Achieving carbon neutrality across China’s NETDZs will be key to hitting the country’s target of net zero by 2060. Given that there are only 230 of these zones and that they are collectively responsible for 11% of GDP, targeted action within these areas will have a disproportionate effect on the country’s ability to go green as a whole. In short, the NETDZs are an easy and effective place to start in terms of improving Chinese industry’s green credentials. “China’s economic zones have become key to China’s efforts to pursue a green transition and industrial upgrading. We welcome the growing UK-China collaboration in this field, and building on our Net Zero Report released at COP26, and believe that the UK and China working together offers great potential in tackling the critical environmental challenges we face,” says Andrew Seaton, Chief Executive, China-Britain Business Council.

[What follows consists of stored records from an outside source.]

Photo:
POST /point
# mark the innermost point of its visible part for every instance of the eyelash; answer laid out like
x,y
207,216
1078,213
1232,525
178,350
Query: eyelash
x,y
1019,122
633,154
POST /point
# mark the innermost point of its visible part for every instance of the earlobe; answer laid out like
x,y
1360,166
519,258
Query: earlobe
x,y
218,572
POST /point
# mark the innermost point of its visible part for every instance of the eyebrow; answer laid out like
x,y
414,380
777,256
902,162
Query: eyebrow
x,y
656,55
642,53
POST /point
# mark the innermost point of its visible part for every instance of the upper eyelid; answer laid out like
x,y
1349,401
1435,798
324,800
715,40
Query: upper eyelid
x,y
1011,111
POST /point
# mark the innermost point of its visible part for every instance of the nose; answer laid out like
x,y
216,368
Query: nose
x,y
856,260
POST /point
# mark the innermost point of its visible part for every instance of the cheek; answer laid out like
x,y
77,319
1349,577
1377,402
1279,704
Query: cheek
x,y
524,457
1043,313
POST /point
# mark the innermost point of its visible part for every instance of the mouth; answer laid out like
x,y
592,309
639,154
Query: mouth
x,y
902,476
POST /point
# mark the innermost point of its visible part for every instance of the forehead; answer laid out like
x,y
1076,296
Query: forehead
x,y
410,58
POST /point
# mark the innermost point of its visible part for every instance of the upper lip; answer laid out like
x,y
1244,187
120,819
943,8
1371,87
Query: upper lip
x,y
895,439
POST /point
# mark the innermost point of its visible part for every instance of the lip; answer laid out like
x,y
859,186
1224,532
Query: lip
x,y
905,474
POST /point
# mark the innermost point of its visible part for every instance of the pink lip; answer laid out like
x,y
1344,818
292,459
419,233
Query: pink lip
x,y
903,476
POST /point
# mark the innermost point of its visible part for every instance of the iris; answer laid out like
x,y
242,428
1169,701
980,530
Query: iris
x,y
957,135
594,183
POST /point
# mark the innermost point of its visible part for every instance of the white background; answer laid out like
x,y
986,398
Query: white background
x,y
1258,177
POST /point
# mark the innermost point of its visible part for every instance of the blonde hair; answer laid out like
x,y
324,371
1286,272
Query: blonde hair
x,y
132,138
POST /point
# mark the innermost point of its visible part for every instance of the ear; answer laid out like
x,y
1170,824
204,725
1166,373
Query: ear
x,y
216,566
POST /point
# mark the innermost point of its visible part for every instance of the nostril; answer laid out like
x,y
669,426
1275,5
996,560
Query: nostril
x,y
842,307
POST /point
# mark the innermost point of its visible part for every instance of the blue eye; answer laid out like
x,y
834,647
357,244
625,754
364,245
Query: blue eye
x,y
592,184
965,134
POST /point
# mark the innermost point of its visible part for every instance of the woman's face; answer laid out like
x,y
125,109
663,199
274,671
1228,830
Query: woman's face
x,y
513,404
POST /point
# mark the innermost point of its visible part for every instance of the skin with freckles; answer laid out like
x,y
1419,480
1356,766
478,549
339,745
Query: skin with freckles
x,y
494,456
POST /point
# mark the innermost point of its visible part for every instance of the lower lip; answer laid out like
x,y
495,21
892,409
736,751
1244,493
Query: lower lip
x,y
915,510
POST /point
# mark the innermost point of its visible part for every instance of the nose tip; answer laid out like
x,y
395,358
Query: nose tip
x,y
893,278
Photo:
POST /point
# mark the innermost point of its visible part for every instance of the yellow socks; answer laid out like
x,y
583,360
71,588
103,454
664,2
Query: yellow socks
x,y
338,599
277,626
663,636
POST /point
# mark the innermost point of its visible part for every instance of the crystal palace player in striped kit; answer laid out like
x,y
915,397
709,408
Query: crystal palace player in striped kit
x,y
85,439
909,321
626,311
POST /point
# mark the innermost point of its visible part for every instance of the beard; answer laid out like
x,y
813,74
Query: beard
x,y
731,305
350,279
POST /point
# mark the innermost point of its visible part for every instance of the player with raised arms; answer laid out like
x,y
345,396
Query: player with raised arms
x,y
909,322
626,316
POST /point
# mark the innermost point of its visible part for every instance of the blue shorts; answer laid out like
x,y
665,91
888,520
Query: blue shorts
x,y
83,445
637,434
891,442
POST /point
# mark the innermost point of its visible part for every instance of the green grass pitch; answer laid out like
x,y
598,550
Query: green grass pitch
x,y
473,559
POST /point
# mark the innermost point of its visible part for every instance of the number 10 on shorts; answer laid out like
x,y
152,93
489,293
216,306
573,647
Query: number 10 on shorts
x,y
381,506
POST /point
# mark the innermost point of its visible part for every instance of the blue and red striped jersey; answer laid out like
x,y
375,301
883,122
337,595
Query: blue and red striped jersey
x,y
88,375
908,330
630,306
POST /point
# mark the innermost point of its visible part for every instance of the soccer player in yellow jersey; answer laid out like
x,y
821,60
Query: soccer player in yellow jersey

While the green transition is an area where the UK has enjoyed a fruitful collaboration with China to date and will continue to do so into the future, whether China hits its target will require the implementation of a sophisticated policy framework that comes from the top. Local leaders in Beijing, Shanghai and Hainan should be commended for taking steps to draft policies that will make their own industrial areas more environmentally friendly, but their locales remain the exception and not the rule. There remain 200 NETDZs in need of reform if China is to rise to the enormous challenge its president has set. The clock is ticking.